需要明确的是,市场上有现成的ETL工具和SAAS产品可以做到这一点。 我们已经在一些用例中使用了这样一种工具。 它可以展平JSON并在发生流式传输时计算新字段,但必须通过单独的功能来加入其他流式表,该功能必须具有自己的时间表和定价。 最终,我们面临的问题是它的成本以及可靠性。 即使仅将其用于我们的部分数据,我们也一直在遭受失败的管道困扰,这使我们感到困惑,并且寻求支持小组的帮助的努力常常没有达到我们的预期。 由于其核心不在我们的管辖范围内,因此我们没有最大的灵活性来进行调查,试验和修补。 决定关闭那扇门,现在,走开源路线,为我们所有的管道制定自己的方式。
Our on-the-fly transformations solution emphasised the following tenants:
我们的即时转换解决方案强调了以下租户:
Accuracy cannot be compromised. Period.
准确性不能受到损害 。 期间 。
Get ahead: We didn’t want just a faster database or a more up-to-date one. We wanted to improve anywhere we saw it was needed. That meant more efficient logic, deprecating some tables while introducing more comprehensive columns. Our 8 members of the Data team collectively have 13 years of dealing with every single other team in Fave. Our design must facilitate answering their needs but also our own data science projects.
取得成功:我们不想要一个更快的数据库或一个更新的数据库。 我们想在需要的地方进行改进。 这意味着更高效的逻辑,不推荐使用某些表,同时引入更全面的列。 我们的8位数据团队成员与Fave中的每个其他团队共同拥有13年的工作经验。 我们的设计必须方便满足他们的需求,而且还必须满足我们自己的数据科学项目的要求。
Modularisation: As much as possible, we should apply predefined libraries, functions and variables (whether our own or from elsewhere) to reduce complexity and increase code reuse. While there could still be improvements, what we’ve accomplished so far has already proven advantageous. In fact, our accuracy check module is already being applied in other projects with turnaround being exponentially shorter given we were not building from scratch.
模块化:我们应该尽可能地使用预定义的库,函数和变量(无论是我们自己的还是其他的),以降低复杂性并增加代码重用性。 尽管仍有改进的余地,但到目前为止我们已经完成的工作已经证明是有利的。 实际上,我们的准确性检查模块已经在其他项目中应用,由于我们不是从头开始构建的,因此周转时间缩短了几倍。
Engineering, as the capturers of the data, need to always be on the same page (or at least only one page away): A great many companies suffer the inefficiency of not having their engineers and various data people talk to each other. We have that relationship at Fave and this undertaking shouldn’t dislodge that.

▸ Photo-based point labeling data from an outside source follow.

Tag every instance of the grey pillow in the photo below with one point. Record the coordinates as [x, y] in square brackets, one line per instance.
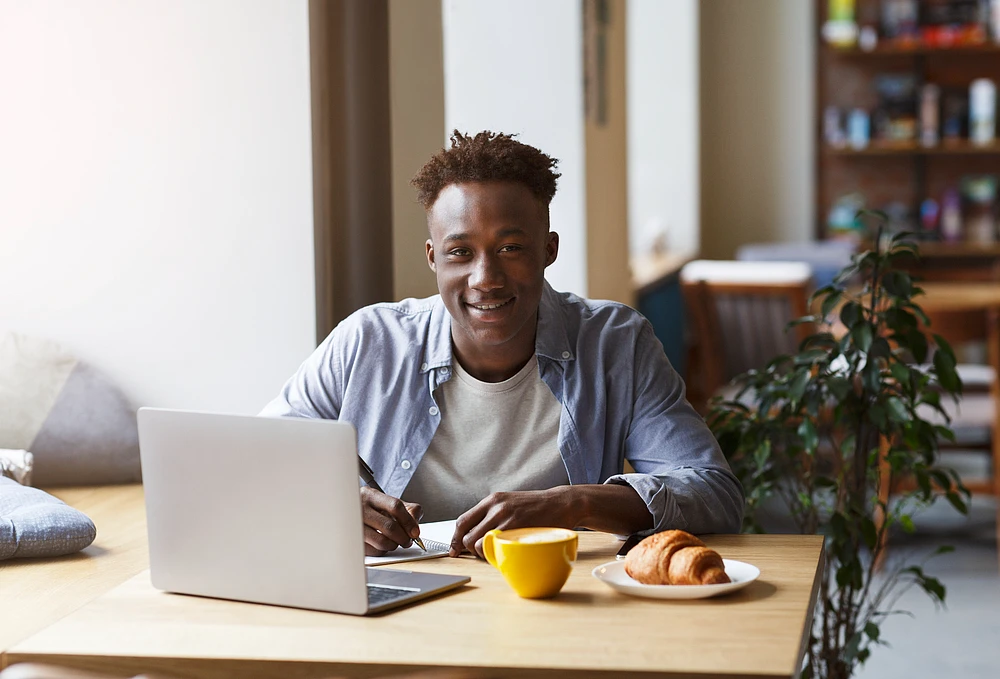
[74, 420]
[33, 523]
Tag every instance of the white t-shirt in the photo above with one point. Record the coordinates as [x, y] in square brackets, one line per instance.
[493, 436]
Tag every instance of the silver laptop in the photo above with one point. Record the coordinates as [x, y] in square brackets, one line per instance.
[264, 510]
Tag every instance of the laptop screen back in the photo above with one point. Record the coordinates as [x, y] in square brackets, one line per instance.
[254, 509]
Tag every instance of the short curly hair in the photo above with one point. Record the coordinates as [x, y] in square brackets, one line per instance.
[486, 157]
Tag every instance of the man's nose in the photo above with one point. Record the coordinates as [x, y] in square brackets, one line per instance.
[487, 274]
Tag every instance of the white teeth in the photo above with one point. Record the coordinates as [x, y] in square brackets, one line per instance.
[488, 307]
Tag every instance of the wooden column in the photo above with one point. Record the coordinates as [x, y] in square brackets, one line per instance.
[352, 167]
[606, 145]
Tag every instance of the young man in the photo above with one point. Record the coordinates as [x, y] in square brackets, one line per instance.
[501, 402]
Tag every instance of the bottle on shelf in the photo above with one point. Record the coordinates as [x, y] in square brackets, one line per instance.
[982, 111]
[858, 129]
[930, 97]
[951, 217]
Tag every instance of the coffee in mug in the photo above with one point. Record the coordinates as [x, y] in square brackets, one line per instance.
[535, 562]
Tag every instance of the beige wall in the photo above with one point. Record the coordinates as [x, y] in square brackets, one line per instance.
[757, 144]
[416, 72]
[156, 208]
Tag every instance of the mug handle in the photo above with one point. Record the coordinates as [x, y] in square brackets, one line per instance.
[488, 547]
[571, 549]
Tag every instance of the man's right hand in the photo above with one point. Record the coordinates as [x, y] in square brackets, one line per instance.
[389, 522]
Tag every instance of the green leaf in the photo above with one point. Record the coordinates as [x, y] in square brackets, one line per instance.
[897, 410]
[871, 629]
[850, 314]
[880, 348]
[900, 372]
[798, 385]
[807, 431]
[862, 335]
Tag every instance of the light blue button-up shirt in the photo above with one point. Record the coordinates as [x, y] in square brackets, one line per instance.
[621, 400]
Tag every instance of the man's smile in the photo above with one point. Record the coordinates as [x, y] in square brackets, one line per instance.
[491, 305]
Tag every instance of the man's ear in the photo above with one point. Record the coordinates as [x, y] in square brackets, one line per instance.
[551, 247]
[430, 255]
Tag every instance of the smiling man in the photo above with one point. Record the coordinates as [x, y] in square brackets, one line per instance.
[500, 402]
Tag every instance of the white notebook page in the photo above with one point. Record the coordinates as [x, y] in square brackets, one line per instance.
[436, 536]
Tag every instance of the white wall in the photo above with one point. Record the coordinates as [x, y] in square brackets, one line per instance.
[517, 66]
[663, 149]
[156, 191]
[758, 145]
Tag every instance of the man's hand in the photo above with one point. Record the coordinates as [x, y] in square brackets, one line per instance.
[517, 509]
[610, 508]
[389, 522]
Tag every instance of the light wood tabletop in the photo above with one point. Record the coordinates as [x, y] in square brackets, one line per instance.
[944, 297]
[588, 630]
[35, 593]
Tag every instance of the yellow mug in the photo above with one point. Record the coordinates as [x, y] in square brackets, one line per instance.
[535, 562]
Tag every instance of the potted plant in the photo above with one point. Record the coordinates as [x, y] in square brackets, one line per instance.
[811, 429]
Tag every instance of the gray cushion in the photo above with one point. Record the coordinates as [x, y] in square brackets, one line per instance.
[33, 523]
[77, 423]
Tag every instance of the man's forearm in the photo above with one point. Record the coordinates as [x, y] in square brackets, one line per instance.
[610, 508]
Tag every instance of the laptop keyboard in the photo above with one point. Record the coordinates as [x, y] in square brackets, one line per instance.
[379, 594]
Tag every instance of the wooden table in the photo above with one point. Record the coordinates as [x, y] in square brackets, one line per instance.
[944, 297]
[587, 631]
[34, 593]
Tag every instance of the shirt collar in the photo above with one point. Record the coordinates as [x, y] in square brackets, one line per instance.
[437, 351]
[551, 340]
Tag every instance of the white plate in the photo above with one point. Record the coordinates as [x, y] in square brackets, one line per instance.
[613, 574]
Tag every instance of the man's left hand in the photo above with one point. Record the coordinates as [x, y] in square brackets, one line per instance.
[517, 509]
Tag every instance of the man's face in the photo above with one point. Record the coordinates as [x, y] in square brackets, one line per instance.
[489, 246]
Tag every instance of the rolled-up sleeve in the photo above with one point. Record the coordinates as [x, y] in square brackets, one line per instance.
[681, 473]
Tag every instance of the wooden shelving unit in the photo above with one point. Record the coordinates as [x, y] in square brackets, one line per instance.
[913, 149]
[894, 51]
[903, 172]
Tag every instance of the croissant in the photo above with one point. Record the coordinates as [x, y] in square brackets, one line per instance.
[675, 557]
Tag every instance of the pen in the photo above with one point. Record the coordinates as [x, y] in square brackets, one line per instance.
[368, 476]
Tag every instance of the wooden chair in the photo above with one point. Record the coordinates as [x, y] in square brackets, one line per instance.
[978, 410]
[738, 312]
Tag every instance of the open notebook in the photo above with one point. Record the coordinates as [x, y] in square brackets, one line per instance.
[436, 537]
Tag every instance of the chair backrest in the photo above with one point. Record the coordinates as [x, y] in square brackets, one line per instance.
[739, 312]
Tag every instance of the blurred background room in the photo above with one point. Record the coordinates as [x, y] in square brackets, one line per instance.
[194, 192]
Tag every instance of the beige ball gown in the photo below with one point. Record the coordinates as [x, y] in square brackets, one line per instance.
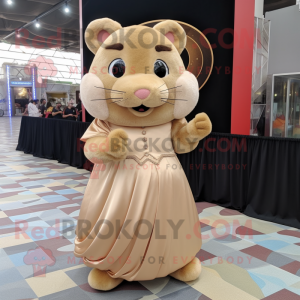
[138, 219]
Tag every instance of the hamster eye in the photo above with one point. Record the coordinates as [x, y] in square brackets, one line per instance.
[161, 69]
[117, 68]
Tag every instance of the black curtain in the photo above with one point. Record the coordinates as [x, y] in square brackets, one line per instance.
[255, 175]
[53, 139]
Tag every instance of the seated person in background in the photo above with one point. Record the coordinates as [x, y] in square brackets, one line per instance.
[25, 113]
[70, 112]
[48, 110]
[56, 112]
[43, 107]
[33, 110]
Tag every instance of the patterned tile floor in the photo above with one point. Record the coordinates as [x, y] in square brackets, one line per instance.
[242, 258]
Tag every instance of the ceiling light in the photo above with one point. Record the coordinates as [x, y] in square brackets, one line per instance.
[67, 8]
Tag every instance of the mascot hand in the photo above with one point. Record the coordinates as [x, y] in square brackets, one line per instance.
[199, 127]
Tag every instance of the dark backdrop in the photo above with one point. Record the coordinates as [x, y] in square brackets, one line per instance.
[215, 96]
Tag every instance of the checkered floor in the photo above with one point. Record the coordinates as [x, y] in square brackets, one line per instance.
[242, 258]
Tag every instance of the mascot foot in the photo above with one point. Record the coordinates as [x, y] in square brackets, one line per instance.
[100, 280]
[189, 272]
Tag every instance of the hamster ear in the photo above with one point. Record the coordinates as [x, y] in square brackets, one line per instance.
[174, 32]
[98, 31]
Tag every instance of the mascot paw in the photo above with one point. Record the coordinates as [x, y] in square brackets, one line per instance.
[189, 272]
[100, 280]
[118, 140]
[200, 126]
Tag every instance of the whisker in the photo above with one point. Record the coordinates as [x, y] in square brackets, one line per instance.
[167, 102]
[172, 88]
[98, 87]
[116, 101]
[106, 99]
[174, 99]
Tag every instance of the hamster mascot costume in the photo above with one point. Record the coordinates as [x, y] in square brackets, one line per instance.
[138, 219]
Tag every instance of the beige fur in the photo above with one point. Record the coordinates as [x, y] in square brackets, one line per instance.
[189, 272]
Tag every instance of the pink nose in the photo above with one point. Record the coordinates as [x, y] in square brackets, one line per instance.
[142, 93]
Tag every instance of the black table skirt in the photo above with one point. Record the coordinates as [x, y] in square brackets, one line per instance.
[257, 176]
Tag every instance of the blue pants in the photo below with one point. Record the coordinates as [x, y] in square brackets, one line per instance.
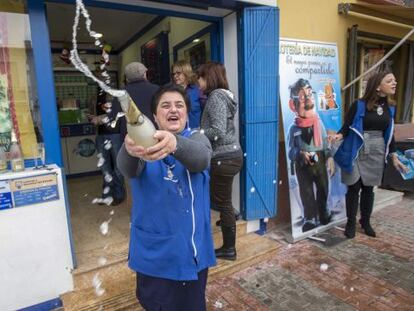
[157, 294]
[117, 188]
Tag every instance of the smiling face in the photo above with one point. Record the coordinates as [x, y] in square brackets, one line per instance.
[306, 102]
[388, 85]
[171, 113]
[202, 84]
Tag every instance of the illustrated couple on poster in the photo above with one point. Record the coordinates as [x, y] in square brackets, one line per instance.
[317, 195]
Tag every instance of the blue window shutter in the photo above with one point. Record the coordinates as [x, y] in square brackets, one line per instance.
[259, 97]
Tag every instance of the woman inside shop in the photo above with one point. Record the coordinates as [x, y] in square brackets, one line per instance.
[182, 74]
[171, 245]
[217, 122]
[368, 141]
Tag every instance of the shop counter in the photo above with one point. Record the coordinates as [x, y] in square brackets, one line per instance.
[35, 249]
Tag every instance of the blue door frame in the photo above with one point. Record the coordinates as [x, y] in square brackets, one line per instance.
[259, 95]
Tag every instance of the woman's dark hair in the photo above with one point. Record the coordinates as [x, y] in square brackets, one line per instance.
[371, 95]
[166, 89]
[215, 75]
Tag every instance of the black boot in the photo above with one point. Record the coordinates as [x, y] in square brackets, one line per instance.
[366, 205]
[351, 211]
[228, 250]
[236, 215]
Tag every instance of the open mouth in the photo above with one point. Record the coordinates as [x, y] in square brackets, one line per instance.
[173, 118]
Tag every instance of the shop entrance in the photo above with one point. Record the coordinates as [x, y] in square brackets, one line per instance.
[100, 231]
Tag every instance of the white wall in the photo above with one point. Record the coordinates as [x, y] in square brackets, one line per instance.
[35, 251]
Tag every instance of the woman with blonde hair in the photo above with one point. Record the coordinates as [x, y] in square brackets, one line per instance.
[218, 125]
[368, 141]
[182, 74]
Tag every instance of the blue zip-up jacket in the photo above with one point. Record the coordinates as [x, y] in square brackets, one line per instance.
[170, 221]
[353, 142]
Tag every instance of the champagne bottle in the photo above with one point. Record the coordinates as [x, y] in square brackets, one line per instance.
[16, 155]
[139, 127]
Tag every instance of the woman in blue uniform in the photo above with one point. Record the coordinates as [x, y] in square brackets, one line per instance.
[171, 246]
[368, 140]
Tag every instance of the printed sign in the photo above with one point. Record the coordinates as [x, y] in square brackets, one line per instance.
[311, 107]
[5, 195]
[35, 189]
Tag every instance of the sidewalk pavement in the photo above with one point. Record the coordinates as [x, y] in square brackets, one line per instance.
[358, 274]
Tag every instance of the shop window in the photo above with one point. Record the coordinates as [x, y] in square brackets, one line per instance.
[19, 104]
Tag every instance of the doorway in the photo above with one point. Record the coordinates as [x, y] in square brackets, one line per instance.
[100, 232]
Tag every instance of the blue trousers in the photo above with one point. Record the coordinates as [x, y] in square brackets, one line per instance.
[158, 294]
[117, 187]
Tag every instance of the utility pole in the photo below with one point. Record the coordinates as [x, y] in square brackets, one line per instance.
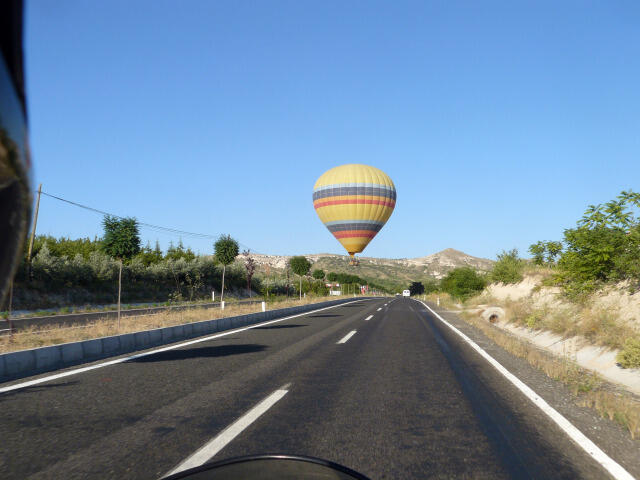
[119, 288]
[33, 231]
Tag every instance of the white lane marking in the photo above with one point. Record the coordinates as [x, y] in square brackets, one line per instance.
[346, 338]
[158, 350]
[212, 447]
[576, 435]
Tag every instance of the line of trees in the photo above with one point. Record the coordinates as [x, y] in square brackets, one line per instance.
[65, 271]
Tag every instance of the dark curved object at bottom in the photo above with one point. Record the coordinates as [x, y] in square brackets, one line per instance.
[268, 467]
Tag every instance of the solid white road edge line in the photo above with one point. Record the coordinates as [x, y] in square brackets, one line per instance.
[211, 448]
[158, 350]
[576, 435]
[346, 338]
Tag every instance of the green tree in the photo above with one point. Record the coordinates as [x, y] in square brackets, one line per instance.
[121, 237]
[416, 288]
[300, 266]
[545, 253]
[604, 246]
[225, 250]
[553, 250]
[462, 283]
[508, 268]
[537, 250]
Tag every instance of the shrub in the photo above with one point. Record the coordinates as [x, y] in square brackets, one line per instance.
[462, 283]
[508, 268]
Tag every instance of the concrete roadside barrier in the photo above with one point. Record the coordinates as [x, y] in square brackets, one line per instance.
[25, 363]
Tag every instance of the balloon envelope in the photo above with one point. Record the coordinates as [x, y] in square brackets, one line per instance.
[354, 202]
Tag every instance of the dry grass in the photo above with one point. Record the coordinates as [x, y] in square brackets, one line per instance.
[601, 326]
[44, 336]
[587, 387]
[446, 300]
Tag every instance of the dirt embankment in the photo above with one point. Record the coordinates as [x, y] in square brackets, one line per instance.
[592, 334]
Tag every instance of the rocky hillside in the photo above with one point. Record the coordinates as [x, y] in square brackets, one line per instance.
[433, 266]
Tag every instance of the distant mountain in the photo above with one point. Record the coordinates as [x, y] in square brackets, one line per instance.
[433, 266]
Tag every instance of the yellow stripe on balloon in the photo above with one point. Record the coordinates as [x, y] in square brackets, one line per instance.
[337, 208]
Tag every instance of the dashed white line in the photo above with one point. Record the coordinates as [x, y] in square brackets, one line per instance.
[576, 435]
[211, 448]
[346, 338]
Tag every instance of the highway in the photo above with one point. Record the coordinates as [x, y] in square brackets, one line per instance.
[378, 385]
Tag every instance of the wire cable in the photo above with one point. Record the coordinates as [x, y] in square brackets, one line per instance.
[156, 228]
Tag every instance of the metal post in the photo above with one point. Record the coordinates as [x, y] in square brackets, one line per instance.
[33, 231]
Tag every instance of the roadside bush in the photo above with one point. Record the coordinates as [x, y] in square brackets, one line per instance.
[462, 283]
[604, 246]
[629, 356]
[508, 268]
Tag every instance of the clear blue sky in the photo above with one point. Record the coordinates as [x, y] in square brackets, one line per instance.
[499, 122]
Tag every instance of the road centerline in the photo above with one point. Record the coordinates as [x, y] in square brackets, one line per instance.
[346, 338]
[212, 447]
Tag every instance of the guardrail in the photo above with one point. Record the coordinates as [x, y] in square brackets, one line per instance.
[25, 363]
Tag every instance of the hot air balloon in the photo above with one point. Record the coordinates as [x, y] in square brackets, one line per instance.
[354, 202]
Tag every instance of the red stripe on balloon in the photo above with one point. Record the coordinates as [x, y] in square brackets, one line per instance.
[326, 203]
[355, 233]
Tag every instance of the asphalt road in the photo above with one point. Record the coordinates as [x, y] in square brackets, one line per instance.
[402, 397]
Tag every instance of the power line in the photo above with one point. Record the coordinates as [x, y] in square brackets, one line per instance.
[156, 228]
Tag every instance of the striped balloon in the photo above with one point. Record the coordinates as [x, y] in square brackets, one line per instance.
[354, 202]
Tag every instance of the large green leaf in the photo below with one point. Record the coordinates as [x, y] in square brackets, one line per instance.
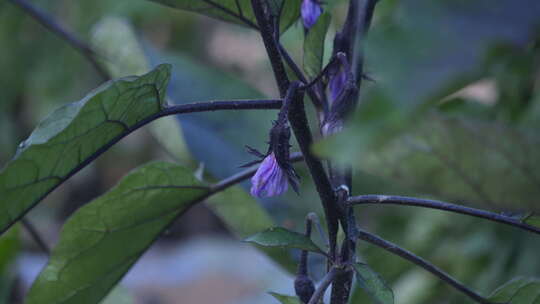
[281, 237]
[314, 45]
[235, 11]
[103, 239]
[73, 135]
[242, 214]
[284, 299]
[518, 291]
[373, 284]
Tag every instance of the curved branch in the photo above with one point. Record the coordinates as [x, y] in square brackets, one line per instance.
[407, 255]
[433, 204]
[327, 280]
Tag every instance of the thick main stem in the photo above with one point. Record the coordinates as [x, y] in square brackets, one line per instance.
[300, 126]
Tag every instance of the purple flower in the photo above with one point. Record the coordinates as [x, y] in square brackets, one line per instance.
[337, 83]
[310, 10]
[270, 179]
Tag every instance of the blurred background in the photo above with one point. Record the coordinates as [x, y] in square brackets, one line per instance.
[455, 103]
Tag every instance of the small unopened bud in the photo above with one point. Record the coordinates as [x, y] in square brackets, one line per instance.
[310, 10]
[304, 288]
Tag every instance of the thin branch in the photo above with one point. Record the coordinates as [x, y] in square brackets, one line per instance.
[240, 16]
[41, 17]
[35, 235]
[326, 281]
[271, 45]
[316, 99]
[433, 204]
[172, 110]
[407, 255]
[366, 15]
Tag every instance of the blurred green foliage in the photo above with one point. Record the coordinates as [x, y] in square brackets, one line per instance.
[417, 131]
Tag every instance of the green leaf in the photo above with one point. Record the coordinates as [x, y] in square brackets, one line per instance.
[73, 135]
[281, 237]
[244, 217]
[518, 291]
[236, 11]
[373, 284]
[115, 39]
[314, 45]
[103, 239]
[284, 299]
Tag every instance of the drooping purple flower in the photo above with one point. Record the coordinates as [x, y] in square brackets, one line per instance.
[337, 83]
[310, 10]
[270, 179]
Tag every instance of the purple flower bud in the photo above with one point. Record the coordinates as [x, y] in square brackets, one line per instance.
[270, 179]
[337, 83]
[311, 10]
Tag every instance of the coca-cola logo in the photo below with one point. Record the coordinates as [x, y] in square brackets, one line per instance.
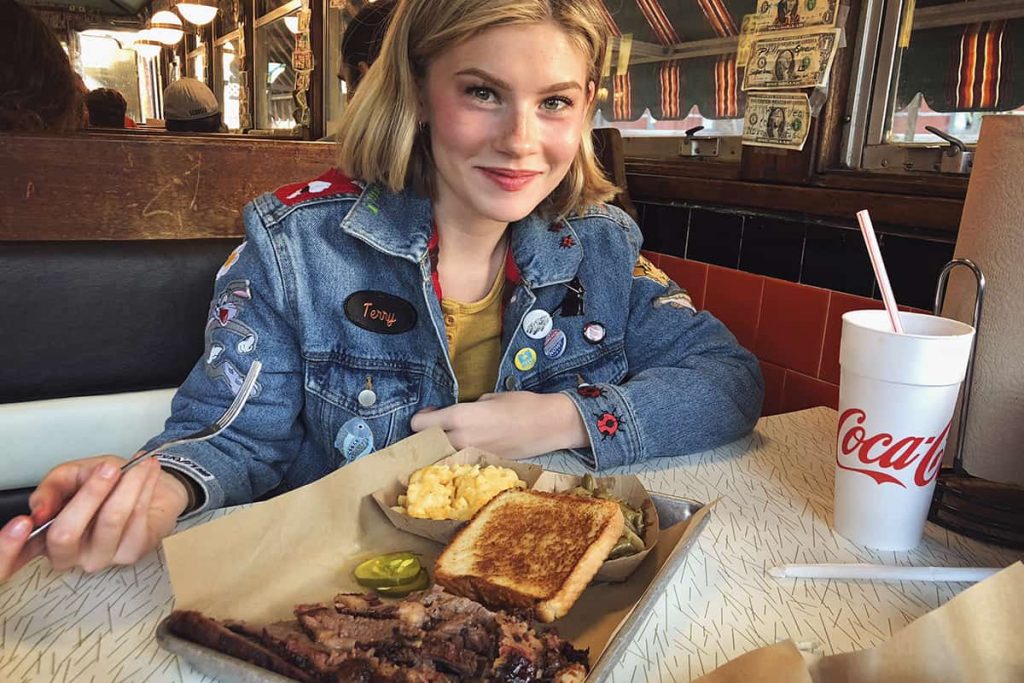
[884, 452]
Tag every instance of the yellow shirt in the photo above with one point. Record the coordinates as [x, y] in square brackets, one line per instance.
[474, 336]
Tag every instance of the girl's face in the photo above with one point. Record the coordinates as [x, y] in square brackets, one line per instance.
[507, 112]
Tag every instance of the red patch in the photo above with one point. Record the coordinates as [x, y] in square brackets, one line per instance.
[331, 183]
[607, 424]
[590, 391]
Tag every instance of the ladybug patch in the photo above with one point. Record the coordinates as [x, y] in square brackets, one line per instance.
[608, 424]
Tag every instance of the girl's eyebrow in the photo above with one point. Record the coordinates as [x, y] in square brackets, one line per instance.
[498, 83]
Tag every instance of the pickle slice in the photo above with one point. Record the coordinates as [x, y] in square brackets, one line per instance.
[421, 582]
[388, 570]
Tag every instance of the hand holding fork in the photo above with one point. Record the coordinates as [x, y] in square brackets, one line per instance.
[107, 510]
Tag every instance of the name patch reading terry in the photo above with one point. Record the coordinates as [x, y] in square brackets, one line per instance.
[380, 311]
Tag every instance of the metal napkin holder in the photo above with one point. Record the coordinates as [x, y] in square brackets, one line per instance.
[972, 506]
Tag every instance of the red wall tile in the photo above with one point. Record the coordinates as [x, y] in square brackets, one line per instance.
[652, 256]
[800, 391]
[734, 298]
[691, 275]
[774, 381]
[793, 326]
[839, 304]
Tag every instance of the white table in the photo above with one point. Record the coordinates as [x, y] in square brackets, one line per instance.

工程,作为数据的捕获者,必须始终在同一页上 (或至少只有一页):许多公司效率低下,因为没有工程师和各种数据人员互相交谈。 我们在Fave拥有这种关系,这项事业不应该消除这种关系。
In brief terms, the system we conceived consisted of Kafka being made to tap into our production database. We then had Python scripts listen to a combination of Kafka topics in real-time, where each topic corresponds to a raw table’s events*** and utilise Dask for streamlined parallel computing. Everything from joins to flattening to decoding to enrichment to practically any beneficial computation would be applied at this point. This improves on our SQL scripted transformations by being continuous as new data is created, immediately streamed and transformed and improves on the SAAS product we were using by way of a more integrated and customisable answer to our woes. It also improves on both by making use of distributed computing so the load involved in the transformations would be shared among parallel-running workers, thus decreasing the operation time further. That same script would then insert or update into the final tables that plug into our data reports used across Fave as well as the reports we send out to merchants and partners.
简而言之,我们构想的系统包括将Kafka用于进入我们的生产数据库。 然后,我们让Python脚本实时收听Kafka主题的组合,其中每个主题都对应于原始表的事件***,并利用Dask简化了并行计算。 从连接到展平到解码再到充实到实际上任何有益的计算都将在这一点上应用。 通过在创建,立即流式传输和转换新数据时保持连续性,这改进了我们SQL脚本转换,并通过对问题的更全面,更可定制的解决方案,对我们正在使用的SAAS产品进行了改进。 通过使用分布式计算,它在两个方面都得到了改善,因此转换所涉及的负载将在并行运行的工人之间共享,从而进一步减少了操作时间。 然后,该脚本将插入或更新到最终表中,该最终表将插入我们在Fave中使用的数据报告以及我们发送给商家和合作伙伴的报告。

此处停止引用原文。